For a series determined by the last two balls, celebrations and mourning were an anti-climatic afterthought. Dinesh Karthik and Krunal Pandya, on whom was tasked the mission to steer India home in the final over by scoring required 16 runs, didn’t plunge ruefully onto the ground. Tim Southee, who executed a perfect last over until the irrelevant last ball, forced a smile. Neither Kane Williamson nor his charges scampered frantically for the souvenir stumps.
It was as though the curtains were pulled down on a purely academic series. The Kiwis obviously could be ecstatic of the brand of electrifying cricket they played, but the Indians could soak in the conclusion of their most rewarding trip to the Southern Hemisphere. Incidentally, the trip ended as it began, with a T20I defeat by an identical margin of four runs, but when Ravi Shastri and his men sit down and take stock of the last three months, the T20 defeats would hardly be dissected or pined over.
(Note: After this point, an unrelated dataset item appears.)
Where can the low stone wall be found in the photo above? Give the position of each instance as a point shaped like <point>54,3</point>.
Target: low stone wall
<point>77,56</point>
It’s what transpired in between that would remain immortal, the still-radiating glaze of India’s first-ever Test and ODI bilateral series wins in Australia, followed by a 4-1 thumping of New Zealand in the one-dayers. Fair enough to suggest that all that mattered this summer was the Test series and once it concluded, the narrative thread shifted to the World Cup, given the immediacy of it, and understandably it remained relevant throughout the T20s as well. A reason this defeat would neither hurt nor harangue India.